Oregon Gov. Kate Brown (D) has torpedoed an application for 225 historical horse racing machines (HHRs) for Oregon’s last surviving thoroughbred racetrack, Grants Pass Downs.

Kate Brown
Gov. Kate Brown warned racing commission members they could lose their jobs if they voted against the DOJ opinion. (Image: USA Today)

The track’s owner, Dutch Bros. Coffee magnate Travis Boersma, wanted the machines for a new entertainment center, The Flying Lark. He hoped the Lark would help reinvigorate racing in the state.

But in a letter last week to the Oregon Racing Commission (ORC), Brown emphasized it would be more than its members’ jobs were worth to approve the application.

“If members of the Commission vote to take any action inconsistent with the law, as interpreted by the Oregon Department of Justice [DOJ], I would regard such conduct as contrary to my expectations for your appointment. This could provide grounds to initiate removal from the appointment,” wrote Brown in a letter seen by local NBC affiliate KOBI.

ORC Reluctant

Brown reiterated that the state DOJ had one week earlier issued an opinion that HHR machines were more akin to slots and lottery games than the pari-mutuel horse race betting permitted at racetracks.

In a nine-page opinion, the DOJ said than no more 75 HHRs should be permitted at any one venue because it would violate the ban on casinos in the state.

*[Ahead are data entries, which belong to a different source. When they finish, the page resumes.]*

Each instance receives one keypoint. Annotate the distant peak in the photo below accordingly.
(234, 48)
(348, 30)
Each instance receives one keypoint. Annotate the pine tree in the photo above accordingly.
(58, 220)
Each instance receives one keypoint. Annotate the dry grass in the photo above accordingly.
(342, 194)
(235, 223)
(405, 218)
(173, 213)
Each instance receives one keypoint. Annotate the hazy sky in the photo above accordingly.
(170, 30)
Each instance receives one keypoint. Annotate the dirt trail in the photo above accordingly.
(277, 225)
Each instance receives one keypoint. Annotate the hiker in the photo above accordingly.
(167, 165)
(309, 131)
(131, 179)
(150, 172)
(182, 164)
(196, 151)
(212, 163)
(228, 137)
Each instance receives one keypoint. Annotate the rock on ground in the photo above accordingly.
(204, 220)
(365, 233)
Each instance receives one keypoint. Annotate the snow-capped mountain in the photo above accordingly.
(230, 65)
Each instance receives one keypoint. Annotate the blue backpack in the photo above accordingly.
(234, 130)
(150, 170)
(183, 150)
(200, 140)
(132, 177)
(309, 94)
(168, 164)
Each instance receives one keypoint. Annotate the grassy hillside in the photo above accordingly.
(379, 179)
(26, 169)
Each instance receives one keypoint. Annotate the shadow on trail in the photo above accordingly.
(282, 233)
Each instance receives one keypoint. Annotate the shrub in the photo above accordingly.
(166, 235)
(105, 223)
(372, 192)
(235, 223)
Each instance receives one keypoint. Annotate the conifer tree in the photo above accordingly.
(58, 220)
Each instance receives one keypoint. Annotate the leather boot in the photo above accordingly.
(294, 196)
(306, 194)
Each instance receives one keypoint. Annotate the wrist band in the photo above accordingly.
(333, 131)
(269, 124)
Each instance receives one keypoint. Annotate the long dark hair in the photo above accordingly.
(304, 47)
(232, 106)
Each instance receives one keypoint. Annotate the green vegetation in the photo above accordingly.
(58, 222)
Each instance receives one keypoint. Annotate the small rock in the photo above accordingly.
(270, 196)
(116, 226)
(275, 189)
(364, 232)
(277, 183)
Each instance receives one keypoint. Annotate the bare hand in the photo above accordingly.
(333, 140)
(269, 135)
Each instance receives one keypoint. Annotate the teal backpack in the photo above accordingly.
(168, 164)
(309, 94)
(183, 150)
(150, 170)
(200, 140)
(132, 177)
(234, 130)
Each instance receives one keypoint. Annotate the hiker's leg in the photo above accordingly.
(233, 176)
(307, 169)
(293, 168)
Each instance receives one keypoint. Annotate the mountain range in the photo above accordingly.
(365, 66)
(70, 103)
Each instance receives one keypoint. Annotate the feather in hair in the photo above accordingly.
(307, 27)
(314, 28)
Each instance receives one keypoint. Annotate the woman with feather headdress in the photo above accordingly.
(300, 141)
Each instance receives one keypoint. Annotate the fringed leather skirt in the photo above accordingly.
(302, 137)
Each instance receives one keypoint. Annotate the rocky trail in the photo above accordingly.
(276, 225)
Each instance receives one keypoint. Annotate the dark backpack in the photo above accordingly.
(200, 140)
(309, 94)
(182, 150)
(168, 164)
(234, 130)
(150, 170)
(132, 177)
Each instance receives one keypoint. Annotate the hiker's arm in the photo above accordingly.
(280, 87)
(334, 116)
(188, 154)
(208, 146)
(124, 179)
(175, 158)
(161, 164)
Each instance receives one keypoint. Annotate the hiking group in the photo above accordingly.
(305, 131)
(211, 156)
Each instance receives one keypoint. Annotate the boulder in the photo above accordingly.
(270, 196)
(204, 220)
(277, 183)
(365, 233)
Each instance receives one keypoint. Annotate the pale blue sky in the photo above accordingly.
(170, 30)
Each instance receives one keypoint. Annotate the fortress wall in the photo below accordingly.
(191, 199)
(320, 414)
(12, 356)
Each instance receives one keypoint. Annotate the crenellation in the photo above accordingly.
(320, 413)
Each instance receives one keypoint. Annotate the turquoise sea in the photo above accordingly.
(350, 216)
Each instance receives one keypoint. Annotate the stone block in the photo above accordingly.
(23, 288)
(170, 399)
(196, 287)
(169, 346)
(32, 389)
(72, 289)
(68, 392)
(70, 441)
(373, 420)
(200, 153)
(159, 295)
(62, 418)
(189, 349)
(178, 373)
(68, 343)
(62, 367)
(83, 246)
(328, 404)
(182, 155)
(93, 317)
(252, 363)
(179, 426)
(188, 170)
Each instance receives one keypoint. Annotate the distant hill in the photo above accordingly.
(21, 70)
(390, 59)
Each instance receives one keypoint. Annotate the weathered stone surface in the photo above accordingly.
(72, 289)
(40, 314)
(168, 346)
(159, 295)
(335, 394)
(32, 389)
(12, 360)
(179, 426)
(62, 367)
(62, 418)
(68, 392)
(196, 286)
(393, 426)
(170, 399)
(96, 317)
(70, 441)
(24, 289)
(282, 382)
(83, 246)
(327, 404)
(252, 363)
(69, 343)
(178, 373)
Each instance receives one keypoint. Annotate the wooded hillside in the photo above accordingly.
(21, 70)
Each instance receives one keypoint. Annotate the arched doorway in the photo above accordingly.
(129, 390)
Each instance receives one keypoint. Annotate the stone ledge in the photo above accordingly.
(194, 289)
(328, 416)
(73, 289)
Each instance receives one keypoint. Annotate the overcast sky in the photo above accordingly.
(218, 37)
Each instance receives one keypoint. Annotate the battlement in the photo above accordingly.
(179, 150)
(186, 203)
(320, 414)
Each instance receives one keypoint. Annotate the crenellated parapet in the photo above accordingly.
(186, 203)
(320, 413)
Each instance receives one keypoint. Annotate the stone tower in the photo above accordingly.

Only federally recognized tribes are allowed to operate casinos in Oregon, and Boersma’s plans have faced a backlash from a collation of tribal operators.

On Friday, the ORC turned down the application, but begrudgingly so.

ORC executive director Jack McGrail made it clear that he disagreed with the DOJ opinion. He pointed to a bill passed by the legislature in 2012 that authorized “mutuel wagering on a horse race displayed as a video or audio recording.”

While I have great respect for the DOJ, their opinion is clearly at odds with the opinion of legislative counsel when the enabling statute was enacted,” he said, as reported by CBS affiliate KTVL.

“I don’t think that there is any mistaking that the legislature knowingly and intentionally tossed a life preserver to our industry (horse racing) when they passed HHR legislation, and this opinion will clearly thwart that intention and deliver a serious blow,” he added.

‘Casinos Have Roulette’

Commissioner Charles said the Flying Lark was definitely “not a casino.”

“Casinos have roulette wheels, they have craps tables, they have Blackjack, they have lottery drawings, and Flying Lark has none of these,” he said. “All it is is a couple of hundred historical racing machines,” said commissioner, Charles Williamson.

The commission acknowledged that its hands were tied by the governor, but hoped the issue might one day be resolved in court.

Boersma said the decision meant that 200 people would lose their jobs at the end of the month. But he added that he would fight the DOJ’s opinion, which he described as “wrong and deeply flawed.”